Они молча прошли метров триста, прежде чем Щепкин заговорил.
– Борь, не хочу лезть не в свое дело, но по-дружески…
Он снова замолчал. Борис с тревогой посмотрел на него.
– Да что случилось-то? У меня что, на службе проблемы? Собираешься предупредить, что я не на того человека дело возбудил?
– Дома у тебя проблемы, а не на службе.
«Да ну, ерунда какая, – с облегчением подумал Борис. – Что может быть у меня дома? Отец – адвокат, мама – доцент, никто не ворует и взяток не берет. Танька? Но мы еще не женаты, хотя и собираемся. Она живет со своей матерью и никак не может считаться пока членом моей семьи. Ошибка вышла».
– Ты ничего не перепутал? – весело спросил он. – Может, у какого-то другого Орлова проблемы дома? Фамилия распространенная, нас, Орловых, сотни тысяч по всей стране.

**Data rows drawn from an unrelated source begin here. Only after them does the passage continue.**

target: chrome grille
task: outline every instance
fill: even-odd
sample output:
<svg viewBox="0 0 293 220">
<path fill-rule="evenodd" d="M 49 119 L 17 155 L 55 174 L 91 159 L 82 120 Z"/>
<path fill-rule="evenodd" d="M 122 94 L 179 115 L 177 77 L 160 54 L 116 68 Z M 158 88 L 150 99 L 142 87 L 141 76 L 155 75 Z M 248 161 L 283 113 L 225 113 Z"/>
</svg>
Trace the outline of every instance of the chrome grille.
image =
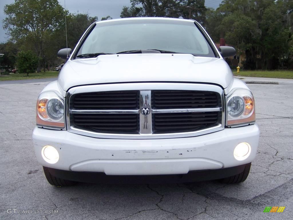
<svg viewBox="0 0 293 220">
<path fill-rule="evenodd" d="M 108 90 L 99 92 L 99 85 L 72 88 L 67 98 L 67 129 L 98 137 L 149 138 L 191 136 L 224 128 L 224 96 L 218 86 L 178 83 L 176 87 L 197 89 L 143 89 L 173 88 L 174 84 L 124 84 L 119 88 L 131 90 L 119 91 L 112 91 L 115 84 L 103 85 Z"/>
<path fill-rule="evenodd" d="M 82 93 L 74 95 L 71 98 L 73 113 L 71 124 L 76 128 L 101 133 L 139 133 L 139 114 L 123 113 L 129 109 L 136 110 L 138 112 L 138 91 Z M 105 112 L 109 110 L 122 112 L 121 114 Z"/>
</svg>

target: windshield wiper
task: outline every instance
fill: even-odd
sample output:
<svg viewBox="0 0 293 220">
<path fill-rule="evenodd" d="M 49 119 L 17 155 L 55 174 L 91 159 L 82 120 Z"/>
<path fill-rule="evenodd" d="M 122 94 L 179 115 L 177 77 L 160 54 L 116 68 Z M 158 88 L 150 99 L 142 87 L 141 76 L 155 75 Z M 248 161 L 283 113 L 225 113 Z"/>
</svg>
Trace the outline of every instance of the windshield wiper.
<svg viewBox="0 0 293 220">
<path fill-rule="evenodd" d="M 173 51 L 164 50 L 158 50 L 158 49 L 148 49 L 147 50 L 159 51 L 161 52 L 161 53 L 178 53 L 178 52 L 174 52 Z"/>
<path fill-rule="evenodd" d="M 117 54 L 126 53 L 142 53 L 141 50 L 126 50 L 116 53 Z"/>
<path fill-rule="evenodd" d="M 92 58 L 93 57 L 96 57 L 100 55 L 108 55 L 108 54 L 113 54 L 113 53 L 85 53 L 84 54 L 81 54 L 76 57 L 79 58 Z"/>
</svg>

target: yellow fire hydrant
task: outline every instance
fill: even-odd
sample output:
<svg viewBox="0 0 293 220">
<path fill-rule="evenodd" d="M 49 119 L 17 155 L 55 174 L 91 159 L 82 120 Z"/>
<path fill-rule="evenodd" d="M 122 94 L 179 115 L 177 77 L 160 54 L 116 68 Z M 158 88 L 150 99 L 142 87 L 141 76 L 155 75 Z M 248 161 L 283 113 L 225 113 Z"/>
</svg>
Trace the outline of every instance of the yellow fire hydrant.
<svg viewBox="0 0 293 220">
<path fill-rule="evenodd" d="M 237 72 L 240 72 L 240 67 L 239 65 L 238 67 L 236 67 L 236 69 L 237 69 Z"/>
</svg>

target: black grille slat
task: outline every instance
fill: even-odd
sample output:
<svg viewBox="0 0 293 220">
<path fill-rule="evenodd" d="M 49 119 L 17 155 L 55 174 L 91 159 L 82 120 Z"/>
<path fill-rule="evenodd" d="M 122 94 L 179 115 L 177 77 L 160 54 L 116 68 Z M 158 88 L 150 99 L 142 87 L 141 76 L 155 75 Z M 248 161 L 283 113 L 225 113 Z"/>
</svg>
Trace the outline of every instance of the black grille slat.
<svg viewBox="0 0 293 220">
<path fill-rule="evenodd" d="M 155 133 L 188 132 L 219 124 L 220 112 L 158 113 L 153 115 Z"/>
<path fill-rule="evenodd" d="M 204 109 L 221 107 L 220 95 L 213 92 L 156 90 L 151 91 L 153 109 Z M 70 109 L 74 110 L 139 109 L 139 91 L 114 91 L 78 93 L 70 99 Z M 153 133 L 200 131 L 214 127 L 222 121 L 220 111 L 153 113 Z M 139 133 L 141 114 L 100 113 L 71 114 L 70 123 L 82 130 L 98 133 Z"/>
<path fill-rule="evenodd" d="M 138 114 L 74 114 L 75 127 L 102 133 L 137 134 Z"/>
<path fill-rule="evenodd" d="M 157 109 L 214 108 L 219 94 L 205 91 L 164 90 L 152 91 L 153 108 Z"/>
<path fill-rule="evenodd" d="M 72 107 L 81 110 L 138 109 L 138 92 L 130 90 L 78 94 L 74 95 Z"/>
</svg>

– Не перепутал, – ответил Щепкин очень серьезно. – Имя режиссера Хвыли тебе что-нибудь говорит? Андрей Викторович Хвыля. И его жена, актриса Алла Горлицына.
– Ну да, родители с ними дружат.
– Родители с ними или твоя мать с Хвылей, а отец – с Горлицыной?
Борис остановился как вкопанный.
– Что ты хочешь сказать? Что…
– Именно это и хочу. И, считай, уже сказал. Это дело сугубо семейное, нашу контору интересует, как ты понимаешь, моральный облик только тех, кто выезжает за рубеж, и я никогда не стал бы тебе звонить, если бы не одно «но».
– Продолжай.
– Хвыля крутится в компании диссидентов. И твою мать туда привлек. Ты об этом знал?
– Нет, конечно… Ты не ошибаешься? Это точно известно? Да нет, невозможно… Поверить не могу… Отец с мамой всегда были такими дружными, всегда вместе… Мы в одной квартире живем, я бы заметил… Бред какой-то! Не верю!